Originally intended to satisfy the ever-changing modeling needs of the spacecraft and launch vehicle thermal community, SINDA/FLUINT has diffused into other industries such as aircraft, electronic packaging, HVAC, automotive, medical, petrochemical, energy and into other specialties and subsystems such as cryogenic and environmental control. SINDA/FLUINT is intended primarily for designing and analyzing thermal and fluid systems represented in electrical analog, lumped parameter form. Given properly prepared inputs, SINDA can also solve both finite difference and finite element equations: it is better classified as an "equation solver" than its traditional classification as a "finite difference solver."

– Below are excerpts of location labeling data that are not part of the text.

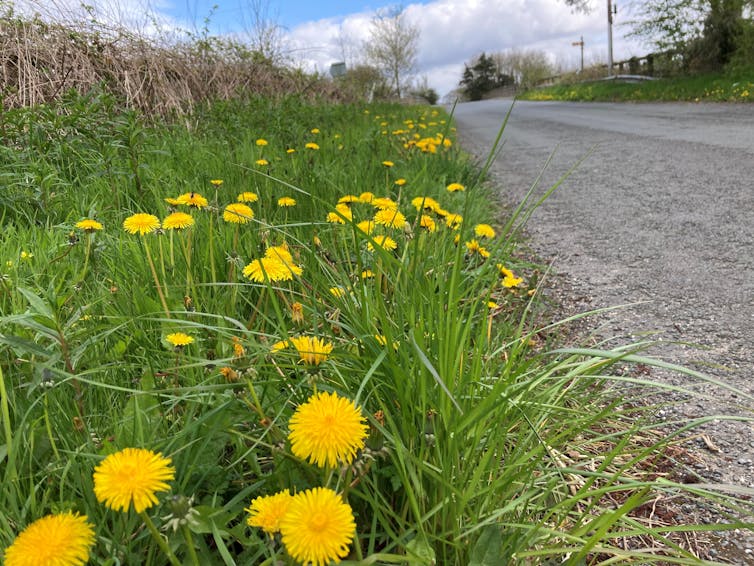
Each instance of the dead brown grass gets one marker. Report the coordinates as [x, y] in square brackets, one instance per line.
[39, 61]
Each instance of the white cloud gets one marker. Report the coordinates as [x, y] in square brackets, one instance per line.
[456, 31]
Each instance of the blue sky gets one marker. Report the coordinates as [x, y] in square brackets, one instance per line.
[316, 33]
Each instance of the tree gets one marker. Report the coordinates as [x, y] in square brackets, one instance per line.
[392, 47]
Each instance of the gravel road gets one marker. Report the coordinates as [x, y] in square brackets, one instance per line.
[661, 212]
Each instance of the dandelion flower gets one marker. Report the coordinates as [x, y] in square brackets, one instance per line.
[318, 527]
[179, 339]
[247, 196]
[390, 218]
[238, 213]
[177, 221]
[141, 223]
[270, 268]
[327, 430]
[132, 475]
[192, 199]
[385, 242]
[266, 511]
[88, 225]
[484, 231]
[312, 351]
[63, 539]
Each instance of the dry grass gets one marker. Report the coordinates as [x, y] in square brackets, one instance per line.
[39, 61]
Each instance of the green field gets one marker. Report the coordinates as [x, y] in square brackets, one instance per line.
[322, 303]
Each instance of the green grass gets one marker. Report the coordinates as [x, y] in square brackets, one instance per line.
[698, 88]
[487, 444]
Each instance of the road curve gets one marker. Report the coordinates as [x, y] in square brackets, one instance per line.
[662, 210]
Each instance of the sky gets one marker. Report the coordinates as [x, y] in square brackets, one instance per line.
[316, 33]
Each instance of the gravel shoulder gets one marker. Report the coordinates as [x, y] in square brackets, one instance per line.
[658, 216]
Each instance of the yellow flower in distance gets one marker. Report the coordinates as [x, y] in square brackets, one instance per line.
[318, 527]
[132, 475]
[390, 218]
[179, 339]
[141, 223]
[88, 225]
[238, 213]
[270, 268]
[327, 430]
[177, 221]
[312, 351]
[192, 199]
[385, 242]
[63, 539]
[247, 196]
[484, 231]
[266, 511]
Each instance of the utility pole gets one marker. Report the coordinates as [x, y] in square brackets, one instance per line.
[580, 44]
[610, 37]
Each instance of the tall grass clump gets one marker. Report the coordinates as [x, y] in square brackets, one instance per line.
[301, 333]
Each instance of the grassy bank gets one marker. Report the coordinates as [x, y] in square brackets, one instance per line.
[288, 331]
[699, 88]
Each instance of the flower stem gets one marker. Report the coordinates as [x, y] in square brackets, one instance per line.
[159, 540]
[156, 279]
[190, 544]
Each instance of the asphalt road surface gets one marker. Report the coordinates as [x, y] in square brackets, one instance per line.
[660, 212]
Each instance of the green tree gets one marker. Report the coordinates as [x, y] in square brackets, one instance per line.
[392, 47]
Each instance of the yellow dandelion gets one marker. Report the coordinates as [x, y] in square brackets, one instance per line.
[318, 527]
[270, 268]
[62, 539]
[88, 225]
[132, 475]
[179, 339]
[312, 351]
[192, 199]
[238, 213]
[141, 223]
[385, 242]
[390, 218]
[384, 203]
[428, 223]
[266, 511]
[327, 430]
[177, 221]
[484, 231]
[247, 196]
[366, 226]
[348, 199]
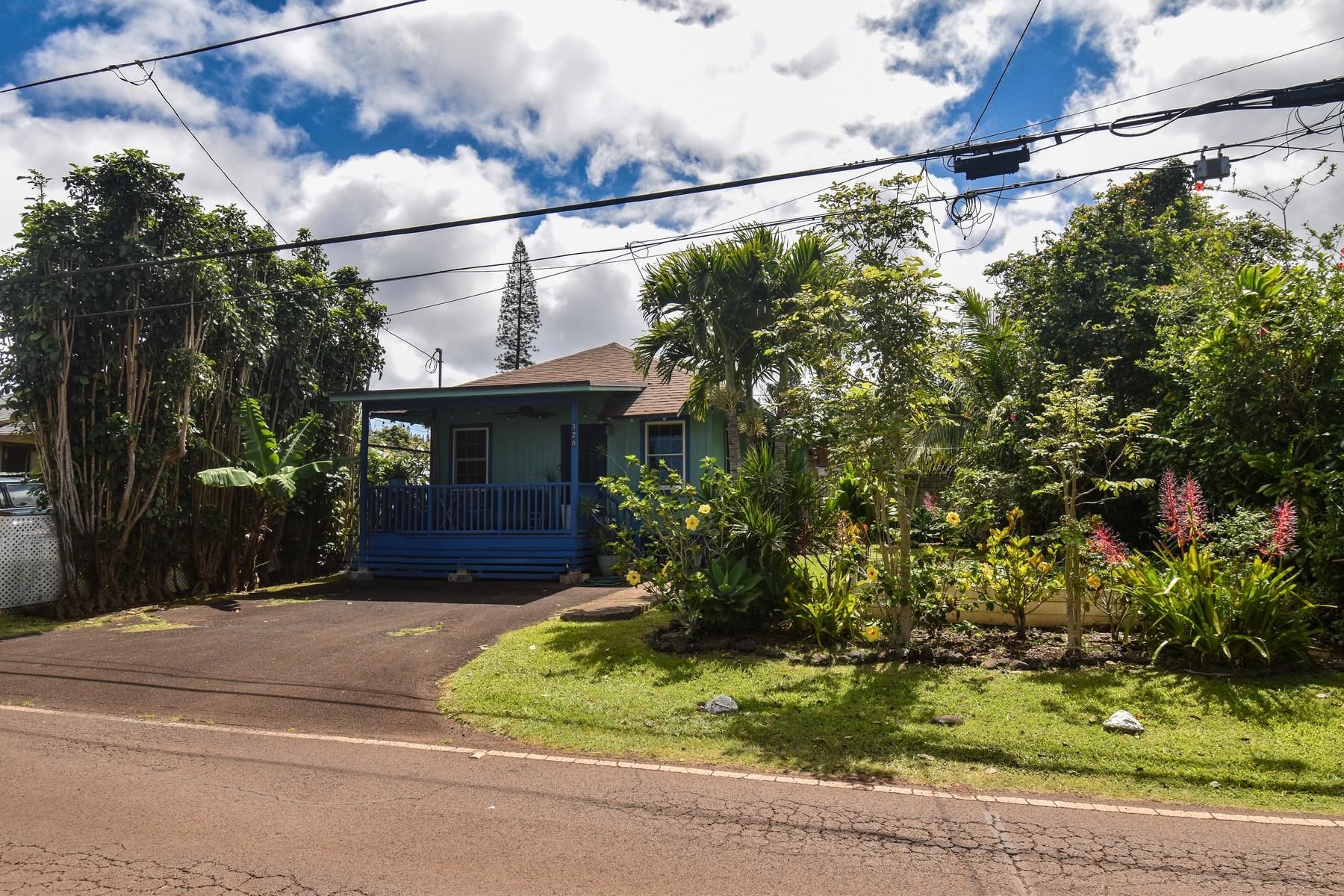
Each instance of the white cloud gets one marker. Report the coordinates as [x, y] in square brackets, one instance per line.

SINDA/FLUINT is now arguably the most advanced one dimensional thermal/fluids software available in today's market, solving arbitrary fluid flow networks without presuming the application. The networks may contain single-phase vapor or liquid as the working fluid, or combinations of liquid and/or vapor at various locations in the network, and even mixtures of reacting or non-reacting working fluids. These networks are solved in conjunction with one or more accompanying thermal networks, accounting for the energy flows in and out of the fluid system(s).

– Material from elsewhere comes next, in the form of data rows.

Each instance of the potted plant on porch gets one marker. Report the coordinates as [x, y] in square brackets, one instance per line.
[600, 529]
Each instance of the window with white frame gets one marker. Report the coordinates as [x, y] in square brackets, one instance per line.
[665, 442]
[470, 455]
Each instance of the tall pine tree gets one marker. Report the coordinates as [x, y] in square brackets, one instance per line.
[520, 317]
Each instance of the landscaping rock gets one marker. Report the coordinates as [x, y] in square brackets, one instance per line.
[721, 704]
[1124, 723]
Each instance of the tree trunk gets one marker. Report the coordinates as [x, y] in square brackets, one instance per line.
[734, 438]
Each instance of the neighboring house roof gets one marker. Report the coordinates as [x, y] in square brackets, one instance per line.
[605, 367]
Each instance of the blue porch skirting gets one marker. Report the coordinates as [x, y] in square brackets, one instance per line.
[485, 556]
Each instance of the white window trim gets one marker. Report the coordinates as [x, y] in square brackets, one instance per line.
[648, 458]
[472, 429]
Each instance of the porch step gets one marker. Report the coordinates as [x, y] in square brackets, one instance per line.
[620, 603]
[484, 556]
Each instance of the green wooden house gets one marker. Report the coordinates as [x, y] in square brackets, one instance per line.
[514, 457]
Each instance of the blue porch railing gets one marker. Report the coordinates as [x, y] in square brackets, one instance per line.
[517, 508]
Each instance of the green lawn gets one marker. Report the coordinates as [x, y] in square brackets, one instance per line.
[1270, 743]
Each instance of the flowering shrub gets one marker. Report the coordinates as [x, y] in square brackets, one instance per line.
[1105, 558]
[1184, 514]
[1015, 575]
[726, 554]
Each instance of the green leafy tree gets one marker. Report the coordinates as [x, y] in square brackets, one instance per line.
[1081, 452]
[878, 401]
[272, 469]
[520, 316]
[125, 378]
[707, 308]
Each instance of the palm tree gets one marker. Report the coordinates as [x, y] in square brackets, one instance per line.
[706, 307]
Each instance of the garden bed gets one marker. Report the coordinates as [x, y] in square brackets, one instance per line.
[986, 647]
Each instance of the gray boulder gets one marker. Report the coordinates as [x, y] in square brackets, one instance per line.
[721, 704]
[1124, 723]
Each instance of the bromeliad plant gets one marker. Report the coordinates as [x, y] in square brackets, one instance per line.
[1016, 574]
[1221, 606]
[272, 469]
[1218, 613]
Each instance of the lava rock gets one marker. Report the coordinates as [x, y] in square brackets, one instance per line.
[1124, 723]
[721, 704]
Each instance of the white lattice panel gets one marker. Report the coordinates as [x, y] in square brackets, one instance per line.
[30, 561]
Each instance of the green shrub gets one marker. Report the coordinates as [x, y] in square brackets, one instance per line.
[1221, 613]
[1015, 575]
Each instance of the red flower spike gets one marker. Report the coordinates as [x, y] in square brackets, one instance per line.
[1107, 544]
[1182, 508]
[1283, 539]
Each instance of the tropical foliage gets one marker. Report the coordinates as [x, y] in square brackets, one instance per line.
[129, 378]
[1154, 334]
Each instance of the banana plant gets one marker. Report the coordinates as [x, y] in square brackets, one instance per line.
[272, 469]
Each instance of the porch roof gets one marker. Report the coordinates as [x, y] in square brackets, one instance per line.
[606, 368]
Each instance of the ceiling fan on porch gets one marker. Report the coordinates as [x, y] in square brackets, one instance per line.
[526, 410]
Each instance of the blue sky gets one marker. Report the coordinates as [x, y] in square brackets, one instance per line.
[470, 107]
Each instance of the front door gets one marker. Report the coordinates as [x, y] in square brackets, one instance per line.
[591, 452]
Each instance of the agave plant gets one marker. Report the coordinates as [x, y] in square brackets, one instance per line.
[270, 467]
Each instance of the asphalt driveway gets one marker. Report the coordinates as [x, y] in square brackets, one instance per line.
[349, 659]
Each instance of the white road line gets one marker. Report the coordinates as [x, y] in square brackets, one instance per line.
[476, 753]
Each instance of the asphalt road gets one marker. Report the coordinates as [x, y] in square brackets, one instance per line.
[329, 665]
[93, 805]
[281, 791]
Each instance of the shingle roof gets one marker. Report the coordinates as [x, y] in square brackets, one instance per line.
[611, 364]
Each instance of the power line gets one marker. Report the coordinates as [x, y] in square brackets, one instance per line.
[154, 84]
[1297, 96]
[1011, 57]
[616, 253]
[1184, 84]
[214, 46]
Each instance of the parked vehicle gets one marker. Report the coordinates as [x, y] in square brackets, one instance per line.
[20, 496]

The improvements that yield the most analytic power, however, are hidden ... or at least external to SINDA/FLUINT. Until the 1990's, SINDA/FLUINT was primarily used as a batch style code run with manually-generated text input files, although archaic codes such as TRASYS were often used to prepare certain inputs such as radiation factors. Now, thanks to a new generation of graphical interfaces, SINDA/FLUINT is primarily used as a "solution engine." These interfaces include the geometry-based Thermal Desktop® (for SINDA conduction/capacitance calculations) with its companion modules RadCAD® (SINDA radiation calculations) and FloCAD® (FLUINT circuits and convective heat transfer calculations).

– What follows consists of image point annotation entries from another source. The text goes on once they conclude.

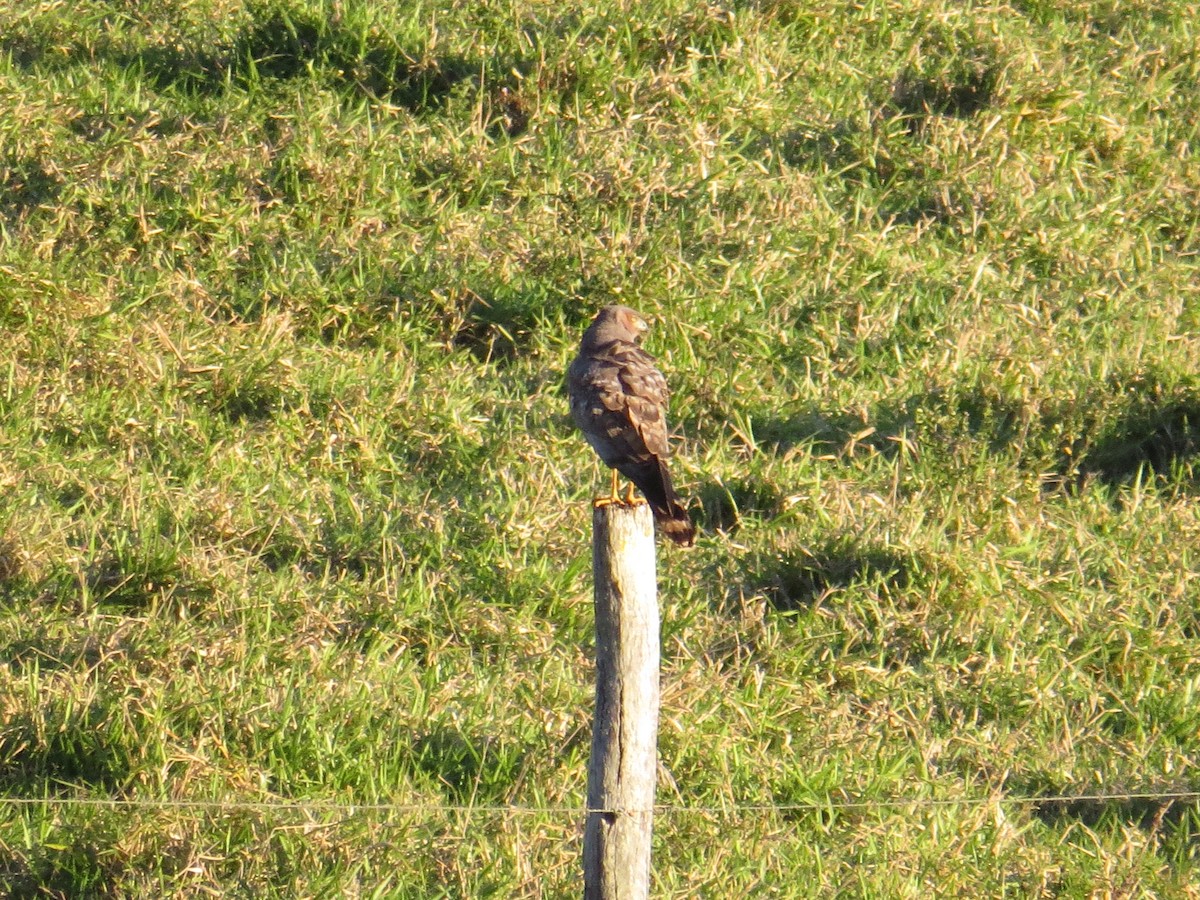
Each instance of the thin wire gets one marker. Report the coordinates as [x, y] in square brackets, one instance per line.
[659, 809]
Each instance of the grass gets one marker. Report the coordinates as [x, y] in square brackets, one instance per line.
[294, 591]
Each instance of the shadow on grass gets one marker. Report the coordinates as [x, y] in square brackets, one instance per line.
[802, 577]
[469, 768]
[1149, 436]
[65, 747]
[282, 45]
[1170, 810]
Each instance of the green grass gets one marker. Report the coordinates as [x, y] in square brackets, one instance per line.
[294, 577]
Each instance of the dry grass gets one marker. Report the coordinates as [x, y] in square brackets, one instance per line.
[294, 595]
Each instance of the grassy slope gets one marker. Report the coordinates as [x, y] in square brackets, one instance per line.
[292, 511]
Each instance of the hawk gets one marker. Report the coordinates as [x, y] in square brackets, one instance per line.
[619, 402]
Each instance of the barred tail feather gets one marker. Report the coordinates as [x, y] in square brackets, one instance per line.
[654, 481]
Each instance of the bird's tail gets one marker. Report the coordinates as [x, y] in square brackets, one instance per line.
[654, 483]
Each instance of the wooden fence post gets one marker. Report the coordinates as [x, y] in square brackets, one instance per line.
[624, 739]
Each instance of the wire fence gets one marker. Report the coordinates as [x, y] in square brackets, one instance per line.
[666, 809]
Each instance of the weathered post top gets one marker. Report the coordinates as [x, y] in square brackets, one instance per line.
[624, 738]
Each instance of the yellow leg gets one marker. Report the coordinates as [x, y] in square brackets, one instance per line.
[613, 497]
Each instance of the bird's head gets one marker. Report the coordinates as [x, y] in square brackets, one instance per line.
[629, 322]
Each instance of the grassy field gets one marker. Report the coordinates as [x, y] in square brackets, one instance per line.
[294, 576]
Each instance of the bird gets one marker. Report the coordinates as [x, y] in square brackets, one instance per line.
[618, 400]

The integration with FloCAD, which offers both geometric and non-geometric schematic-style modeling, has significantly improved the ease of use for fluid modeling. These unique hybrid 1D+3D features in FloCAD enabled the deprecation of older but popular sketchpad-only interfaces called Sinaps® and SinapsPlus®. The final version of Sinaps featured an automatic model converter into Thermal Desktop and FloCAD format.